産経新聞より転載


2020年東京五輪・パラリンピック開催と連動し、観光振興の切り札として「カジノ」の解禁を目指す動きが活発化してきた。超党派の「国際観光産業振興議員連盟」(カジノ議連)はカジノ合法化に向けた関連法案の今国会での成立を目指し、各党に対する働きかけを再開。民間による「IR(統合型リゾート)推進協議会設立準備委員会」(議長・寺島実郎多摩大学長)も5日発足し、合法化の動きを側面支援していくことを決定した。

 「法案は4月中旬以降、今国会中に通していきたい。日本経済の発展という見地から支えていただきたい」。5日に開かれた民間によるIR推進協議会の準備委初会合で、カジノ議連の細田博之会長は今国会での法案成立に不退転の決意を示した。

 準備委はコンビニエンスストア大手ローソンの新浪剛史最高経営責任者(CEO)、サントリーホールディングスの鳥井信吾副社長、JR九州の石原進会長ら約10人で構成することも決定。6月には推進協議会を正式に立ち上げ、合法化を支援する。

 国会では、昨年12月に自民党、日本維新の会、生活の党の3党がカジノを解禁・合法化し、カジノを中心とした「統合型リゾート(IR)」の整備を政府に促す推進法案を衆院に提出済みだ。カジノ合法化は、経済波及効果が7兆円以上との試算もあり、国際会議場やホテルなどの大規模施設の整備や観光客誘致で雇用や消費の拡大が見込まれるとして期待が大きい。

 一方で、ギャンブル依存や金融犯罪への懸念もあって、慎重な対応を求める意見もある。与党の公明党はカジノ合法化の推進法案の共同提出を見送った。石井啓一政調会長は5日の記者会見で「議論が深まっていない」と強調。井上義久幹事長が昨年11月に「私は慎重だ」と反対姿勢を示したことを受け、党内の意見集約はストップしたままだ。

 推進法案は、政府に対し「必要な法制上の措置は法施行後1年を目途に講じなければならない」と規定。政府はこれを受け、カジノ業者を「免許制」にすることや犯罪防止のための「査察官」制度の導入などを柱とする実施法案の具体化を進めることになる。

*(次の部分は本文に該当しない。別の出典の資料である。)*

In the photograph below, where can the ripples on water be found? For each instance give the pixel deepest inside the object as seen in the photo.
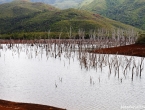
(67, 76)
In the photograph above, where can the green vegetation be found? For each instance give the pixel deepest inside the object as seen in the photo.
(141, 39)
(127, 11)
(17, 18)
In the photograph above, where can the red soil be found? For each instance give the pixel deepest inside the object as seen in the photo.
(7, 105)
(131, 50)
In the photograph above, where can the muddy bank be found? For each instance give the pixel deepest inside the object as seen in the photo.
(7, 105)
(130, 50)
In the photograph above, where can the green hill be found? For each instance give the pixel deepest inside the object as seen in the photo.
(24, 16)
(127, 11)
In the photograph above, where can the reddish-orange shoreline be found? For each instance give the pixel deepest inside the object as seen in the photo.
(130, 50)
(7, 105)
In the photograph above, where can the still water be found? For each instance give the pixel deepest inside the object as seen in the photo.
(70, 80)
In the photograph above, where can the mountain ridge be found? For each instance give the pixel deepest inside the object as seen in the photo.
(39, 17)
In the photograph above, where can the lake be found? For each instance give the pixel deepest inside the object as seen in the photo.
(70, 78)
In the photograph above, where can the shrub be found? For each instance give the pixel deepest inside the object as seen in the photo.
(141, 39)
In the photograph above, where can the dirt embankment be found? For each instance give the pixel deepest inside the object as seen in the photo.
(131, 50)
(7, 105)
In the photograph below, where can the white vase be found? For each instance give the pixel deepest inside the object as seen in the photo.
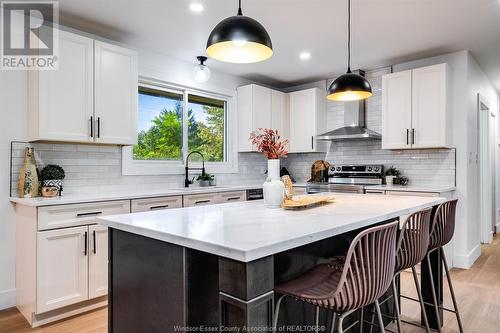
(273, 188)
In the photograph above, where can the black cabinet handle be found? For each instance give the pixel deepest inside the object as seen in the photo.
(85, 243)
(91, 126)
(201, 201)
(158, 207)
(88, 214)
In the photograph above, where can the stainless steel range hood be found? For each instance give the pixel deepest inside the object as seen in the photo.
(354, 124)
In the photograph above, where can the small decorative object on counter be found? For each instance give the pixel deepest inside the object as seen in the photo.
(206, 179)
(289, 191)
(390, 174)
(53, 176)
(28, 176)
(269, 142)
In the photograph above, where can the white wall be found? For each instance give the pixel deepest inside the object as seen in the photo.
(467, 79)
(13, 97)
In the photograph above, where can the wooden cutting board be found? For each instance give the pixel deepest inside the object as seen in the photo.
(306, 202)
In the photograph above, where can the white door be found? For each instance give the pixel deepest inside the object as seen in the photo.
(65, 96)
(98, 261)
(302, 120)
(429, 106)
(62, 268)
(396, 110)
(116, 84)
(261, 107)
(279, 114)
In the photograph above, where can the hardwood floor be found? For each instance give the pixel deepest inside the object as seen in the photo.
(477, 290)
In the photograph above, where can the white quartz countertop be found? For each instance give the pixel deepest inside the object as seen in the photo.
(413, 188)
(247, 231)
(95, 197)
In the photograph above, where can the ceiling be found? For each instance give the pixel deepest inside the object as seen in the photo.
(384, 32)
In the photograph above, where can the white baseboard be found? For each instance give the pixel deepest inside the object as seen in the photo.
(466, 261)
(7, 298)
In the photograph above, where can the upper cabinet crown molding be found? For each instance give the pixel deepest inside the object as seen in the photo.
(92, 97)
(415, 108)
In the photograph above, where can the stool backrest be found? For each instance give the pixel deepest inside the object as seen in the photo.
(413, 240)
(443, 224)
(368, 268)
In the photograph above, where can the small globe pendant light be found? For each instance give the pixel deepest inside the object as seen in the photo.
(201, 71)
(350, 86)
(239, 39)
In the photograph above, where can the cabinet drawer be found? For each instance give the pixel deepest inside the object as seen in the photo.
(200, 199)
(145, 205)
(412, 194)
(233, 196)
(79, 214)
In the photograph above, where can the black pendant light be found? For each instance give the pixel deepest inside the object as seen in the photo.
(239, 39)
(350, 86)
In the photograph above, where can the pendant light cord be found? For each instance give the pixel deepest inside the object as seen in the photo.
(239, 8)
(348, 36)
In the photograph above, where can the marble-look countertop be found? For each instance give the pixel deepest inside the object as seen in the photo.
(247, 231)
(413, 188)
(96, 197)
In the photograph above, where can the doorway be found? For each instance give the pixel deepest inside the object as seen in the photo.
(486, 169)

 2020年東京五輪に向け、都市計画や施設整備はすでに動き始めており、逆算すれば、「推進法案を今国会で成立させなければ、東京五輪に合わせた観光施設建設が間に合わない」(カジノ議連関係者)という。カジノ議連の岩屋毅幹事長は5日、産経新聞の取材に対し「多くの議員に賛同してもらえるよう努力する。(来年度予算成立後には)他の法案より、できるだけ優先して審議してもらいたい」と述べた。